This book is in Open Review. I want your feedback to make the book better for you and other readers. To add your annotation, select some text and then click the on the pop-up menu. To see the annotations of others, click the button in the upper right hand corner of the page

17.3 Other aspects of forecast uncertainty

There are other elements related to forecasting and taking uncertainty into account that we have not discussed in the previous sections. They are related to the previous sections but did not align with them well to be included there. so, we discuss them in this section.
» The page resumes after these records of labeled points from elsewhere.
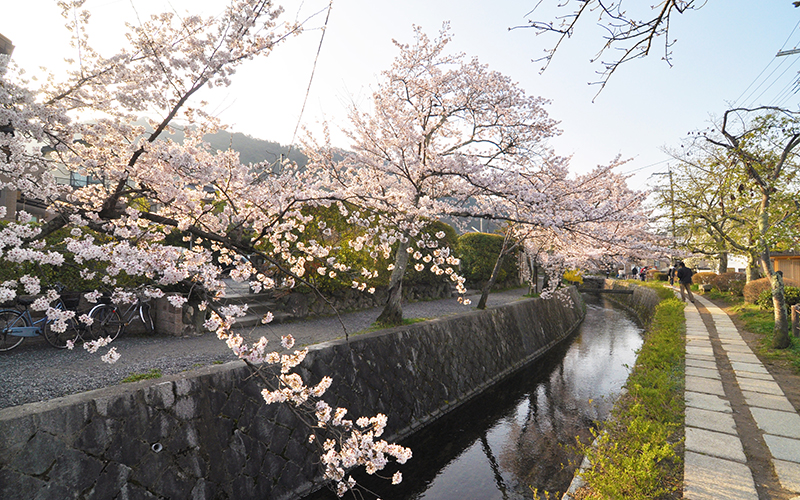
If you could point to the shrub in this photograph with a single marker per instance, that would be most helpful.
(753, 290)
(729, 282)
(703, 278)
(478, 253)
(426, 277)
(791, 295)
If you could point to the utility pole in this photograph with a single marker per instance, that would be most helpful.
(8, 197)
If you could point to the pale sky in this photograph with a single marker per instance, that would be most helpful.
(724, 54)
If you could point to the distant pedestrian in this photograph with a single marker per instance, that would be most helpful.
(684, 275)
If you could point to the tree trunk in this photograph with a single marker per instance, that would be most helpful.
(392, 313)
(780, 335)
(723, 263)
(492, 280)
(752, 269)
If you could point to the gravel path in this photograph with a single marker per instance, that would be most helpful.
(35, 371)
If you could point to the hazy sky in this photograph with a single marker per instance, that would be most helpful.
(724, 54)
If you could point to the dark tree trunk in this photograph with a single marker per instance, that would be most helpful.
(492, 280)
(392, 313)
(723, 263)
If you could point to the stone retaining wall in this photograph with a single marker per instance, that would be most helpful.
(208, 434)
(642, 303)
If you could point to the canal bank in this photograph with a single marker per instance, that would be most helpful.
(521, 433)
(207, 434)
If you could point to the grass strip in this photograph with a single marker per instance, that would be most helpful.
(637, 453)
(135, 377)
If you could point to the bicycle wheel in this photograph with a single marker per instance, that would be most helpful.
(10, 318)
(60, 339)
(144, 313)
(106, 322)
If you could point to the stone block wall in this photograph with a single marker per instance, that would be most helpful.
(207, 434)
(642, 302)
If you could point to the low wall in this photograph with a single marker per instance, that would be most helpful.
(208, 434)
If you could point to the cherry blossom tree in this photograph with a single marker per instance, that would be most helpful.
(762, 143)
(442, 131)
(578, 222)
(145, 187)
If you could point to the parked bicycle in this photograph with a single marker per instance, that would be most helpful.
(16, 325)
(108, 322)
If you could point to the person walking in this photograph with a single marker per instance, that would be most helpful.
(684, 275)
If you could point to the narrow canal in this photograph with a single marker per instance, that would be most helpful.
(521, 434)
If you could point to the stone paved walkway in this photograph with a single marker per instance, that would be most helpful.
(716, 466)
17.3.1 Constructing intervals for intermittent demand model

When it comes to constructing prediction intervals for intermittent state space model (see Section 13), then there is an important aspect that should be taken into account. Given that the model consists of two parts: demand sizes and demand occurrence - the prediction interval should take the uncertainty from both into account. In this case we should first predict what the probability of occurrence of demand will be for the h steps ahead and then based on this probability decide, what the width of the interval should be. For example, if we estimate that the demand will occur with probability \(\hat{p}_{t+h|t} = 0.8\), then this means that we expect that in 20% of the cases we will observe zeroes. This should reduce the confidence level for the demand sizes. Formally speaking, this comes to the following equation: \[\begin{equation} F_y(y_{t+h} \leq q) = \hat{p}_{t+h|t} F_z(z_{t+h} \leq q) +(1 -\hat{p}_{t+h|t}), \tag{17.7} \end{equation}\] where \(F_y(\cdot)\) is the cumulative distribution function of demand, \(F_z(\cdot)\) is the cumulative distribution function of the demand sizes, \(\hat{p}_{t+h|t}\) is the h steps ahead expected probability of occurrence and \(Q\) is the quantile of the distribution. In the formula (17.7), we know the expected probability and we know the confidence level \(F_y(y_{t+h} \leq q)\). The unknown element is the \(F_z(z_{t+h} \leq q)\). So after regrouping elements we get: \[\begin{equation} F_z(z_{t+h} \leq q) = \frac{F_y(y_{t+h} \leq q) -(1 -\hat{p}_{t+h|t})}{\hat{p}_{t+h|t}}. \tag{17.8} \end{equation}\] For example, if the confidence level is 0.95 and the expected probability of occurrence is 0.8, then \(F_z(z_{t+h} \leq q) = \frac{0.95 - 0.2}{0.8} = 0.9375\). Assuming the distribution for the demand sizes, we can use formula (17.2) to construct the parametric prediction interval. Alternatively, we can use any other approach discussed in Section 17.2 to generate the intervals.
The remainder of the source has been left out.